On Wed, 2015-06-24 at 17:16 -0700, Dave Hansen wrote:
> From: Dave Hansen <[email protected]>
>
> I have a _tiny_ microbenchmark that sits in a loop and writes
> single bytes to a file. Writing one byte to a tmpfs file is
> around 2x slower than reading one byte from a file, which is a
> _bit_ more than I expecte. This is a dumb benchmark, but I think
> it's hard to deny that write() is a hot path and we should avoid
> unnecessary overhead there.
>
> I did a 'perf record' of 30-second samples of read and write.
> The top item in a diffprofile is srcu_read_lock() from
> fsnotify().

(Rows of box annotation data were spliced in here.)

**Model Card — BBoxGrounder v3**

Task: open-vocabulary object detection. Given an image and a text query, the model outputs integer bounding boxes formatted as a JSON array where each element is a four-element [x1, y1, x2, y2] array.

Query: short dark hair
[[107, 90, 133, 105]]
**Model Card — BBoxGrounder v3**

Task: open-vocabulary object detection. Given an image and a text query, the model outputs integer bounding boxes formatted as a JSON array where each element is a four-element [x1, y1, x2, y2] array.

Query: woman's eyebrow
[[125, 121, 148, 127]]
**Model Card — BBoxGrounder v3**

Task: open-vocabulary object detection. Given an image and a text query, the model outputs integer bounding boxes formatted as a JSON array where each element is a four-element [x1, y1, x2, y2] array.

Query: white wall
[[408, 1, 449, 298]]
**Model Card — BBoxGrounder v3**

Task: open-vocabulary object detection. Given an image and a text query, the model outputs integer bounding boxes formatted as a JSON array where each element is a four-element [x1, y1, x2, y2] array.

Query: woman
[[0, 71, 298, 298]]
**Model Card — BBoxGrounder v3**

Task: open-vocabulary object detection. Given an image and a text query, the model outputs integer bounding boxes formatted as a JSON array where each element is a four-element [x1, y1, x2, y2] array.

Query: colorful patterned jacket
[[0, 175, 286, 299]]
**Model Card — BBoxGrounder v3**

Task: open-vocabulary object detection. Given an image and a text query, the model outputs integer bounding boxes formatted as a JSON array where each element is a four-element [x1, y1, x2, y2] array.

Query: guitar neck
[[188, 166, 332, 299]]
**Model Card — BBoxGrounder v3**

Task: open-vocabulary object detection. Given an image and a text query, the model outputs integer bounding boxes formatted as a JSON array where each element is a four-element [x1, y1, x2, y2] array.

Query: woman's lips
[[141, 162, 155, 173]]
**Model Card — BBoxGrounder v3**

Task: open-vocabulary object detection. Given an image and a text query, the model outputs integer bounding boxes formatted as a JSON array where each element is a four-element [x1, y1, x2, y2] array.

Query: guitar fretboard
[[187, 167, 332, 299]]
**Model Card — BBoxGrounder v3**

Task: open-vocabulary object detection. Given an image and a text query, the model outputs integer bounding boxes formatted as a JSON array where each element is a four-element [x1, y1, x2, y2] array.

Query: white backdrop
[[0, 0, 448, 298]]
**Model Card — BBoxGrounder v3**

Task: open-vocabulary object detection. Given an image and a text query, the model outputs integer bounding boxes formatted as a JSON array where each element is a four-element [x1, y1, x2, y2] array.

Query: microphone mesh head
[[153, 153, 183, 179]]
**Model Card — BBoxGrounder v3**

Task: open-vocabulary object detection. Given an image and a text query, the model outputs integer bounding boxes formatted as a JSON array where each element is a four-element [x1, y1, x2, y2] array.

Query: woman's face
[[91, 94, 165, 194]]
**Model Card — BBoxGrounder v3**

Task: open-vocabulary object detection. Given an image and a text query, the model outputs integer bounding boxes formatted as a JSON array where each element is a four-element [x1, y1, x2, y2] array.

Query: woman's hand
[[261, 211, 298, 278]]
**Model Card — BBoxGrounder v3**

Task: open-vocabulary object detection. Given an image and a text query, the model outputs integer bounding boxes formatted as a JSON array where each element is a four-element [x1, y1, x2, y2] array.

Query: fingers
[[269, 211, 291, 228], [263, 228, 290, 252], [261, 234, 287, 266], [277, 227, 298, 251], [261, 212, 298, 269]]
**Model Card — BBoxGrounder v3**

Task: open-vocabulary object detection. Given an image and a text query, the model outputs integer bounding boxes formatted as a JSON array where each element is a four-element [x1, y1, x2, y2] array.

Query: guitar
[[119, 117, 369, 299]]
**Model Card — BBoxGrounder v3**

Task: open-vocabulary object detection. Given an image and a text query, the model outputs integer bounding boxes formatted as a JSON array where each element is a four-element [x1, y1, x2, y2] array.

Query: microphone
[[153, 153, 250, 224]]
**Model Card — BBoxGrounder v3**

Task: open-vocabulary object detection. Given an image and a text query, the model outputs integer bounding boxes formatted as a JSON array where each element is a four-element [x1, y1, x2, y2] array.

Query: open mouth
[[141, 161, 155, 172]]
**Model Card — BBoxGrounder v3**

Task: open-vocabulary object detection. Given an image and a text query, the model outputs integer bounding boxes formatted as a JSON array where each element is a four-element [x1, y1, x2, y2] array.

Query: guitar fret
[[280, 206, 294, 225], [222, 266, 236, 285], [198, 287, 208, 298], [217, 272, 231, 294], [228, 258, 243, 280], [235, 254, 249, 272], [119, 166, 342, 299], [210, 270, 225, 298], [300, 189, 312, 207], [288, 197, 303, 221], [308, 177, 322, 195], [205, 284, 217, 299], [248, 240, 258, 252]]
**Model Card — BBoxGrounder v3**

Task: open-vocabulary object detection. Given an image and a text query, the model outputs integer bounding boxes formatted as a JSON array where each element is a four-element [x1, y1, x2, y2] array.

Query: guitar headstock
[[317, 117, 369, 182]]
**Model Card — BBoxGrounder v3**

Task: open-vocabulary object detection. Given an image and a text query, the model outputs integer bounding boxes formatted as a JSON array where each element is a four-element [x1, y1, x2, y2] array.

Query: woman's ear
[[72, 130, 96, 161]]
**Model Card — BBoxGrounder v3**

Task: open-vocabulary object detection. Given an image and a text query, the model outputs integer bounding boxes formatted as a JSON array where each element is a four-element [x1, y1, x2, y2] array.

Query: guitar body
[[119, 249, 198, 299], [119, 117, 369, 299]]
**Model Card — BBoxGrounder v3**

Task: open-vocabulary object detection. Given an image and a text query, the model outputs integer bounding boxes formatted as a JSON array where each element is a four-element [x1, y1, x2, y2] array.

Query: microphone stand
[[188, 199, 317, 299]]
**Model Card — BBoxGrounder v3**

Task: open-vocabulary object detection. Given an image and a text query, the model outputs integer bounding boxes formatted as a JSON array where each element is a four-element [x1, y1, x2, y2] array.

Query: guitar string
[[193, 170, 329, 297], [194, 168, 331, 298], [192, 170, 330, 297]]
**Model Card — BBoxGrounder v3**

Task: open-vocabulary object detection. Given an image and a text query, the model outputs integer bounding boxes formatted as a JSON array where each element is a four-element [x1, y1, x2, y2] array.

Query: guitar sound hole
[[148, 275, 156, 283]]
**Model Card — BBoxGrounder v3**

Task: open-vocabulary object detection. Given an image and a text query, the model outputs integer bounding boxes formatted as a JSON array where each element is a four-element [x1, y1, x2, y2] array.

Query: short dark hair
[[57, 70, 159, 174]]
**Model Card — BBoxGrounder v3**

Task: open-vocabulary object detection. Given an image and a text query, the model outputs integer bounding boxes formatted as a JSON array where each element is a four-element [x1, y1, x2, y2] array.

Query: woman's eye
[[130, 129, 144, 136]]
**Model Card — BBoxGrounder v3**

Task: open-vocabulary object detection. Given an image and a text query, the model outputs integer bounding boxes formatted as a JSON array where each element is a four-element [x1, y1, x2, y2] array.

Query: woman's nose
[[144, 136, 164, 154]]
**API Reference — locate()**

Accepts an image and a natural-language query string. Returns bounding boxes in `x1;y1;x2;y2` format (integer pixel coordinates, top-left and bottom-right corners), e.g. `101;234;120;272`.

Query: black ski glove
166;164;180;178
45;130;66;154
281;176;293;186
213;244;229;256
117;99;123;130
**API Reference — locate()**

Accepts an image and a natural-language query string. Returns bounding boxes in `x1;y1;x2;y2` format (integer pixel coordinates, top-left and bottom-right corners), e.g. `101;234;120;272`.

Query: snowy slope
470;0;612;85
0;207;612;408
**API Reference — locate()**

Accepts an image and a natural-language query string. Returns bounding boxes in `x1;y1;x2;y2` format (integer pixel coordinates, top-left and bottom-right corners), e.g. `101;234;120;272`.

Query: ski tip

There are active inotify fd's from systemd, but
> nothing is actually listening to the file or its part of
> the filesystem.
>
> I *think* we can avoid taking the srcu_read_lock() for the
> common case where there are no actual marks on the file.
> This means that there will both be nothing to notify for
> *and* implies that there is no need for clearing the ignore
> mask.
>
> This patch gave a 13.8% speedup in writes/second on my test,
> which is an improvement from the 10.8% that I saw with the
> last version.
>
> Signed-off-by: Dave Hansen <[email protected]>
> Cc: Andrew Morton <[email protected]>
> Cc: Jan Kara <[email protected]>
> Cc: Al Viro <[email protected]>
> Cc: Eric Paris <[email protected]>
> Cc: John McCutchan <[email protected]>
> Cc: Robert Love <[email protected]>
> Cc: Tim Chen <[email protected]>
> Cc: Andi Kleen <[email protected]>
> Cc: [email protected]
> ---
>
> b/fs/notify/fsnotify.c | 10 ++++++++++
> 1 file changed, 10 insertions(+)
>
> diff -puN fs/notify/fsnotify.c~optimize-fsnotify fs/notify/fsnotify.c
> --- a/fs/notify/fsnotify.c~optimize-fsnotify 2015-06-24
> 17:14:34.573109264 -0700
> +++ b/fs/notify/fsnotify.c 2015-06-24 17:14:34.576109399 -0700
> @@ -213,6 +213,16 @@ int fsnotify(struct inode *to_tell, __u3
> !(test_mask & to_tell->i_fsnotify_mask) &&
> !(mnt && test_mask & mnt->mnt_fsnotify_mask))
> return 0;
> + /*
> + * Optimization: srcu_read_lock() has a memory barrier which
> can
> + * be expensive. It protects walking the *_fsnotify_marks
> lists.
> + * However, if we do not walk the lists, we do not have to
> do
> + * SRCU because we have no references to any objects and do
> not
> + * need SRCU to keep them "alive".
> + */
> + if (!to_tell->i_fsnotify_marks.first &&
> + (!mnt || !mnt->mnt_fsnotify_marks.first))
> + return 0;

two useless peeps from the old peanut gallery of long lost....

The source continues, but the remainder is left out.